Film Scratches focuses on the world of experimental and avant-garde film, especially as practiced by individual artists. It features a mixture of reviews, interviews, and essays.

A Review by David Finkelstein.

Before She Leaves Her Body, an ambitious and absorbing feature film by brothers Ryan and Tyler Betschart, begins with two allegorical stories. A young woman recalls a dream in which she falls off a ferris wheel, foreshadowing an accident which will soon happen to her. Her sister looks at the crescent moon, and notes that the rest of the moon is still visible when it is very faintly lit by the reflected light from earth. This image will soon seem like a metaphor for the feeling that your sister is still a part of you, even when she is no longer physically present. Since these sisters, Kimberly and Marilyn (Megan Rippey and Karissa Hahn), are best friends as well as artistic collaborators in their band, the characters themselves are a transparent stand-in for the filmmakers, who (like an amazingly long list of other filmmaking brothers) are also full time collaborators. Like the Betscharts, Kimberly and Marilyn reside in San Diego, and are a part of the punk DIY art scene there.

The film presents the story of the sisters’ death and journey through the afterlife, but it is only minimally concerned with spiritual ideas, or even with clearly telling the story. (Purgatory is represented as a snow-filled parking lot next to a highway; not exactly a vision out of Dante, although it might seem otherworldly to a Californian.) Instead, the film’s style continually reverts from a narrative film to a more abstract collage of imagery and effects, and quite a beautiful one. It is as if the Betscharts are using “the afterlife” as a metaphor to explore how their experiences, when recorded on video, take on a life of their own, continually metamorphosing in the digital realm.

beforesheleavessideTo a degree, you can accuse them of using a ruse which several filmmakers interested in abstraction have resorted to: setting up a narrative film in order to attract an audience of people who wouldn’t necessarily watch an abstract art film, and then turning the film abstract midway, as a kind of bait and switch. If this was a part of their thinking in creating the film’s structure, I think it’s a legitimate tactic. An exciting film should expand the viewer’s notion of what a film can be, and if it is drawing a wider audience to artistic films at the same time, so much the better.

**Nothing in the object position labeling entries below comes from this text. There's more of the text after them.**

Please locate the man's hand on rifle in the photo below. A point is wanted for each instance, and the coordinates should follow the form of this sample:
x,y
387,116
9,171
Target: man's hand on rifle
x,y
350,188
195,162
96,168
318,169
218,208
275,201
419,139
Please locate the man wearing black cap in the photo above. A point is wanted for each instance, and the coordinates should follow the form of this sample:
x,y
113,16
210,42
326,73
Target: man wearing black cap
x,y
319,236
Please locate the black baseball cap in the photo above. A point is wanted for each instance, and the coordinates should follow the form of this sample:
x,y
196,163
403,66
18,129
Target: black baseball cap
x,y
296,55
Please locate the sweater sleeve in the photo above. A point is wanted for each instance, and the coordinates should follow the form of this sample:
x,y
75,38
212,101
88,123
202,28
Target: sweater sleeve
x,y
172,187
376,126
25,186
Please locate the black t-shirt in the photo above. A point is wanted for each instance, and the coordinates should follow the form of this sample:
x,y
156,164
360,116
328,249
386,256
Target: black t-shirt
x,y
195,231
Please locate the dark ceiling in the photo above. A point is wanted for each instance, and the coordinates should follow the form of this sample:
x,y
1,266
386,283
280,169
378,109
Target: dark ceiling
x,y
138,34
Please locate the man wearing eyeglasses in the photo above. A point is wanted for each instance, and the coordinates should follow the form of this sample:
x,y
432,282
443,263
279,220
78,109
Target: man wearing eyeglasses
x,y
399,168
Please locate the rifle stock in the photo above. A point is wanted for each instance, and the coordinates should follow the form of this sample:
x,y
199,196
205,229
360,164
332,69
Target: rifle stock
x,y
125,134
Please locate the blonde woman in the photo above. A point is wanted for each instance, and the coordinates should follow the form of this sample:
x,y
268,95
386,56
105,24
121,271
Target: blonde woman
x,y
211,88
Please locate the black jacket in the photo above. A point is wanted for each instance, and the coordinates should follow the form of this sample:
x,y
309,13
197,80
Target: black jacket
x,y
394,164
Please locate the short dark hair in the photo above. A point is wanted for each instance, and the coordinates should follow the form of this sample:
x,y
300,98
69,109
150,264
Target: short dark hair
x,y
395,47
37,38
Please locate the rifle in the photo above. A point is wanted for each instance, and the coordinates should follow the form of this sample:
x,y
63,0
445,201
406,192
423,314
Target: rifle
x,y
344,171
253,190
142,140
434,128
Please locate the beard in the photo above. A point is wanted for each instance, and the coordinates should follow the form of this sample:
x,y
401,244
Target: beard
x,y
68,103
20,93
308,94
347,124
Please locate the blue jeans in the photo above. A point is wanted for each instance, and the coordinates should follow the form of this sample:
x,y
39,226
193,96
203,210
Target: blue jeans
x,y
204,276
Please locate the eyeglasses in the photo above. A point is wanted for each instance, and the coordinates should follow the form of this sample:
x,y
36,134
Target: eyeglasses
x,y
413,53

One point which the film shares with a number of recent works by other younger artists: a fetishistic embrace of recently outmoded technology, such as mini-cassette recorders, shortwave radios, and VHS video, which were not in use during most of their lifetimes. These technologies frequently pop up, as they do here, in ghost stories, where they are seen as magically holding the keys to the recently vanished past. One of the sisters’ friends is Kevin, a social misfit who believes he can control women by capturing their souls on cassette tapes. Eventually, Kimberly’s ghost turns into a shimmering VHS chimera.

The Betscharts themselves are radically agnostic about technology as well as about film style, and their film cheerfully mixes analog and HD video, glitch art, minimalist landscape film, abstract color studies, and a narrative film. The propulsive musical score is made from tracks by female punk bands such as Jungle Fever and Heller Keller, and at first anyone who likes this music may be frustrated that one never gets to hear a complete song. This will be rectified later, when a static shot of a winter sunset, representing the first stages of the afterlife, is accompanied by a long, energetic song, with lyrics which plaintively ask “please tell me why you left me here.” The Betscharts have clearly absorbed the lessons of the past fifty years of avant-garde film which they learned in school, and the shot refers to the landscape films of James Benning, but they update these traditions for a new generation. If this exhilarating combination of hardcore music with pristinely minimalist imagery reminds me of anything which I have previously seen, it is the Butoh dance performances of Poppo and the GoGo boys, who paired their austere performances with loud thrash bands in the New York club scene in the 1980s.

This is not a perfectly structured film; there are sections which are much less interesting, such as an interview with Chance McManus, the actor playing Kevin, who muses aimlessly on his lack of interest in the supernatural. (It takes considerable courage, when working with improvising actors, to learn to get rid of all the footage which is good but not excellent.) But the film’s awkward form may be a part of the point: to look inside of life’s “in between” moments, the kinds of moments which typically end up on the cutting room floor, and see the energy seething within. A case in point the is film’s ending, an exceedingly long sequence of VHS footage which follows Marilyn trudging through the snow. A beautiful sequence of video effects is gradually added to the shot, transforming the image into scintillating pixels of energy. This may not be what happens to us after death, but it is a pretty good image of what happens to analog video in the minds of digital artists.